Companies surveyed by the Bank of England in May revealed their intentions to raise output prices and wages over the next year, although they anticipate a slower pace compared to the previous month. They plan to increase prices by 5.1%, down from 5.9% in April’s survey, while expected pay raises stood at 5.2%, slightly lower than the 5.4% recorded in the prior month.
EU:
In the eurozone, headline inflation decelerated to an annual rate of 6.1% in May from 7.0% in April, falling below the FactSet consensus estimate of 6.3%. The core inflation rate, which excludes volatile food and fuel prices, came in at 5.3%. Both figures showed improvements from the previous month and were below expectations.
European Central Bank (ECB) President Christine Lagarde reiterated in a speech that inflation remained elevated and would persist for a considerable period. She stated that the ECB had raised rates at its fastest pace ever and emphasized the need to bring interest rates to sufficiently restrictive levels. The minutes of the ECB’s May meeting indicated that most policymakers voted to slow the pace of rate increases to a quarter point but signaled a willingness to further tighten monetary policy.

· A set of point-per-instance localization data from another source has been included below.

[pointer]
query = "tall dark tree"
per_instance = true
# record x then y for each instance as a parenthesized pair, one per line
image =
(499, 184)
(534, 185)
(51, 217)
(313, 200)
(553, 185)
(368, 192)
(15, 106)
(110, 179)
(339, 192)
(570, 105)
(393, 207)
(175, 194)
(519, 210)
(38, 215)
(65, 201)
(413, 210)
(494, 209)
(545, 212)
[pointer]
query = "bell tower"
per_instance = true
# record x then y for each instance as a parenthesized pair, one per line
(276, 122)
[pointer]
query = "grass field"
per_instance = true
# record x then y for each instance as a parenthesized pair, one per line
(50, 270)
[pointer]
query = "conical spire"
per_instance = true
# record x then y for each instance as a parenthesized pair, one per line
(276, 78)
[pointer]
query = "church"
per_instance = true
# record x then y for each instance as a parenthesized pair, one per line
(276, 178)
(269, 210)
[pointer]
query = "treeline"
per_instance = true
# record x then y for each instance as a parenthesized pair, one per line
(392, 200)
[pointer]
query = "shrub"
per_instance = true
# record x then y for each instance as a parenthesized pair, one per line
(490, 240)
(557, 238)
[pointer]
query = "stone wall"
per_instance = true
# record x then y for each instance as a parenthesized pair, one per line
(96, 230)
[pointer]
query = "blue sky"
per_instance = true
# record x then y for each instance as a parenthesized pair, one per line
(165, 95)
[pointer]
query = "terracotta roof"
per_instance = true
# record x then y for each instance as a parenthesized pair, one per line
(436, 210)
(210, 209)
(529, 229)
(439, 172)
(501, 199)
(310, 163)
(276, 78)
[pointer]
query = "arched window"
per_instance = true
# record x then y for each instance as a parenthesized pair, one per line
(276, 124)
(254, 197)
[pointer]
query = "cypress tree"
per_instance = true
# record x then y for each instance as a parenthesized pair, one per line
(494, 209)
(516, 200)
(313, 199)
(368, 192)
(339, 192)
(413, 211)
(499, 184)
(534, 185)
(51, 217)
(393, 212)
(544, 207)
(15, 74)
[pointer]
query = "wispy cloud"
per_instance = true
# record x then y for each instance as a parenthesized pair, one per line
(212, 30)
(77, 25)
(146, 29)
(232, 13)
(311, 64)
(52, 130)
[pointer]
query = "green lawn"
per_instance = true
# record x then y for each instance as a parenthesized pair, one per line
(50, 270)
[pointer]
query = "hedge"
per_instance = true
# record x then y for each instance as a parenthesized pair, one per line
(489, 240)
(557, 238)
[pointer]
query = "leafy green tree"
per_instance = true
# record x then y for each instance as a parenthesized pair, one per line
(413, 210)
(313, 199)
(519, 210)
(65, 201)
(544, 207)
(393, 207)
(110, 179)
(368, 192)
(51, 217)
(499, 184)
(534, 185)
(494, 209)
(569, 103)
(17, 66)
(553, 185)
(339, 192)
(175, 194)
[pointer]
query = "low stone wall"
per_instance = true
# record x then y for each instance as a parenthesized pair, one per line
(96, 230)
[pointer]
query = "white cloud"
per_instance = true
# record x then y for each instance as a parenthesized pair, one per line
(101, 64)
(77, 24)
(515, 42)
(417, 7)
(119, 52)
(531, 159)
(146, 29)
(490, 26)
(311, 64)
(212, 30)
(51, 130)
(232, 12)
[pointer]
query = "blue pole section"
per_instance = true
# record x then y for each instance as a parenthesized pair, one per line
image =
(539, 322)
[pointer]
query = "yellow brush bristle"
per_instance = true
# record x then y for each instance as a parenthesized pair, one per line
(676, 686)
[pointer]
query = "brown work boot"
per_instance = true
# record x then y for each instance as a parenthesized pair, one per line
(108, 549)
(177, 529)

A survey conducted by the European Commission revealed a more significant than expected weakening of economic sentiment, with the indicator dropping to 96.5 in May, reaching its lowest level since November 2022. The stagnating economy, high inflation, and rising interest rates weighed on morale. Sentiment deteriorated among manufacturers, service providers, retailers, and construction companies. However, consumers displayed slightly less pessimism, as households grew more positive about their financial situation.
US:
The agreement reached between the White House and Republican congressional leaders to raise the federal debt limit and prevent a default on government obligations seemed to have limited impact on sentiment, as indications of an imminent deal had already surfaced. The bill passed by the House of Representatives on Wednesday with a surprisingly large margin also had a limited impact on the markets. Following the Senate’s approval of the measure late Thursday, it was sent to President Joe Biden on Friday for his signature into law.

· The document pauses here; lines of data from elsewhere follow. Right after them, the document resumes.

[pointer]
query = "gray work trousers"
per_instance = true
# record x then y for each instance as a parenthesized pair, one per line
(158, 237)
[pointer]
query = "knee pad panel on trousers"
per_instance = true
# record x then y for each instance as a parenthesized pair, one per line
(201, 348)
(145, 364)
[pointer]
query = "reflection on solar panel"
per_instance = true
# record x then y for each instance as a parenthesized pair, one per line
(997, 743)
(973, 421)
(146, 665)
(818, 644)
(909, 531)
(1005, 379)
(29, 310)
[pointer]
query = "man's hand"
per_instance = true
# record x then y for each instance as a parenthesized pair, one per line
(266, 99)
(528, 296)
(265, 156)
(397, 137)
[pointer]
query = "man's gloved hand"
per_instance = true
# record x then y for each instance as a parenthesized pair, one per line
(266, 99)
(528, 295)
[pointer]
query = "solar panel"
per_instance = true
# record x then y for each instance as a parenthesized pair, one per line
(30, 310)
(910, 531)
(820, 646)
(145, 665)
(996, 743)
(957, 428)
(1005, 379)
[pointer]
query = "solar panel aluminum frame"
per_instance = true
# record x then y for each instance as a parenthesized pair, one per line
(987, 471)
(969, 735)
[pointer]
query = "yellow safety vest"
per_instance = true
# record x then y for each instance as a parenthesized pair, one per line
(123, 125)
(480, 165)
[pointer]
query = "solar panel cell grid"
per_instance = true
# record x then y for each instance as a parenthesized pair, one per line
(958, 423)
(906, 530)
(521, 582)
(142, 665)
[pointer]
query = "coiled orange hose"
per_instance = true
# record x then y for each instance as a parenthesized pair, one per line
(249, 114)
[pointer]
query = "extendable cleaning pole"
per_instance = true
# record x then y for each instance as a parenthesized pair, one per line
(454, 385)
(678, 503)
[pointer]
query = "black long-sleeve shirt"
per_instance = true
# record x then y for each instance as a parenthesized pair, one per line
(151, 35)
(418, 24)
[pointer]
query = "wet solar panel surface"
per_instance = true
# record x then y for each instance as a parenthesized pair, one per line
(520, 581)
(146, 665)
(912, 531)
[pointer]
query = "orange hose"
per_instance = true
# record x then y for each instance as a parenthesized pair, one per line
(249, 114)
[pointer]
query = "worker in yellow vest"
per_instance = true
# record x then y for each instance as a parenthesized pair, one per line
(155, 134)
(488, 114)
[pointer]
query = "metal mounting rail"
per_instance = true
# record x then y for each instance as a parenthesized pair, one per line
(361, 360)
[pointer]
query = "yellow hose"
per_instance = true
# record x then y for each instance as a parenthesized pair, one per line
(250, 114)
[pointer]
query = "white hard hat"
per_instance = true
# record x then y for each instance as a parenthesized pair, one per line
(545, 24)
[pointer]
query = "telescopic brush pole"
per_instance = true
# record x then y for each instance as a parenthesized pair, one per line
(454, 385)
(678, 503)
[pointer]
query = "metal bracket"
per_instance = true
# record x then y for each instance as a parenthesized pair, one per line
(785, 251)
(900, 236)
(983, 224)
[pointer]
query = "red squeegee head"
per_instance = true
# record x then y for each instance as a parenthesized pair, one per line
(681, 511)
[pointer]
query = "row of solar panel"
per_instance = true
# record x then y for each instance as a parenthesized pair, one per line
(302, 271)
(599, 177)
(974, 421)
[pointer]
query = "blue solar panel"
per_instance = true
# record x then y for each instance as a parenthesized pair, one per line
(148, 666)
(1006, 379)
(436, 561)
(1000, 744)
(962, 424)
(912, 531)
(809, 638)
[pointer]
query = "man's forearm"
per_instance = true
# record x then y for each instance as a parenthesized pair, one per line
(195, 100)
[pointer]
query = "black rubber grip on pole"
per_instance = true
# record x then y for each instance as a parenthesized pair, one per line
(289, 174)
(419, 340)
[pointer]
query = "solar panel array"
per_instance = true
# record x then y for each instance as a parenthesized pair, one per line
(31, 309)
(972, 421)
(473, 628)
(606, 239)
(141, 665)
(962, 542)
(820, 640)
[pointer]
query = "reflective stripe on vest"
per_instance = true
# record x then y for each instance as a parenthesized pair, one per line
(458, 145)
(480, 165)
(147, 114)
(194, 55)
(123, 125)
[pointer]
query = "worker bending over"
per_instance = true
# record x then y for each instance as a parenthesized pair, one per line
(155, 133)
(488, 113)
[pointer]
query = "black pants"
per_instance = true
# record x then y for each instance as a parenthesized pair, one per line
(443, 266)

Investors redirected their attention to economic data, with stocks pulling back on Wednesday after news broke that job openings rebounded more than anticipated in April, reaching the highest level (10.1 million) since January. The data for March were also revised upward.
Friday’s highly anticipated nonfarm payrolls report surprised investors on the upside. Employers added 339,000 jobs in May, well above the consensus estimate of around 190,000. However, the unemployment rate, estimated through household surveys, also unexpectedly increased from 3.4% to 3.7%. The report suggested a potentially cooling labor market, as the number of job losses or completion of temporary jobs surged in May, reaching the highest level since February 2022. Meanwhile, the number of long-term unemployed individuals remained relatively stable.
Another positive sign for interest rates and investors was the release of the Institute for Supply Management’s (ISM) Manufacturing Purchasing Managers’ Index for May. As anticipated, the ISM’s index indicated the seventh consecutive monthly contraction in factory activity.